1. The Chinese challenge. “The world is made in China” people use to joke. Chinese products are cheap and very often low quality, but the cost of a replacement is sometimes so low that people don’t mind. So when you’re getting paid based on royalties and you’re negotiating literally cents / item sold, quality is your only win card. A substantial difference in quality, to make brands stay with you just to protect their image. It’s a short life in the commercial consumer sector as in the end patents expire, technology gets infringed or simply stolen. So after a couple of years, you need to aim for other sectors that can’t afford to go for cheap: fintech, security, industry, life protection.

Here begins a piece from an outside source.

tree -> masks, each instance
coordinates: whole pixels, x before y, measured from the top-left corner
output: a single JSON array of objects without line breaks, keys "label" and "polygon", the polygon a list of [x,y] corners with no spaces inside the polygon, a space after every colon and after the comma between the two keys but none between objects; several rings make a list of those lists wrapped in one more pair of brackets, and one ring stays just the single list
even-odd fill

2. When you’re innovating, you can only guarantee an improvement in percentages. We’re talking about something that did not exist before, so you can’t promise to deliver a 94.5% efficiency, but you have to commit to an improvement compared to previous release of your product (2%, 4%, 5% etc).
3. Industrial espionage is real and you have to defend. I’m not just talking about secure coding guidelines. When you work with prototypes, you can’t just leave them around on a table and go home. When you have customer visits, you really need to lock your screen and clean your desk.
4. Patent infringement is a constant battle and you need a solid Legal department. Believe it or not, EU and US have pretty good laws that prevent copyright breaches and disloyal competition. A lawsuit of this type can take years and you have to be able to take the hit resulting from loss in sales.
5. Knowing your competition is mandatory (aka grey-box testing their products). It literally means that you apply the same test suite to your competitor’s products. You take them to the lab and you don’t cosmeticize the results. You have to admit your weak spots if you want to improve.
6. Real life events are not negotiable. Christmas is on the same day every year; you can’t negotiate to expand the timeline. A product aiming for Christmas sales has to be out in the shops by November. That means ordering and producing marketing materials in October. That means client QA passed successfully in September. That means you’ve packed and shipped everything at the end of August.
7. You don’t sell, you don’t live. But you may transform. Innovation companies usually don’t die. They get bought, sold, rebranded. Same work, it’s just the brand on the door that changes.
8. People lie, therefore so does competition. Legal prevention measures can be easily bypassed. “Outstanding results on 99% of the subjects” and in small letters “Test performed internally in May 2018”. Have you seen this in ads? Does it tell you anything about the test conditions, accuracy or size of the test data set? Even if they would, nobody takes the time to read it.
9. Your clients will do negative testing to lower your price and while at it, they might not be fair. Real life example: a client tried to bring down the price by presenting their test results in percentages. Fortunately, the fail percentage between our tests and their was too big not to draw attention. After investigating, the truth surfaced: their test was on less than 100 instances, our tests were on 200 000+ instances. Their test method was purposely vitiated and outstandingly inaccurate versus our laser precision measurements (yes, real laser).
10. Marketing is the battleground and QA Department is the army. It isn’t so obvious, is it? How can you promote your strong points, your differentiators if you don’t know your competition? This implies that QA Dep studies both and produces instruments and presentations, even data sets for Marketing, that they can further quote or use in their ads.
Have you worked in product development? What is your experience? I would love to learn from you!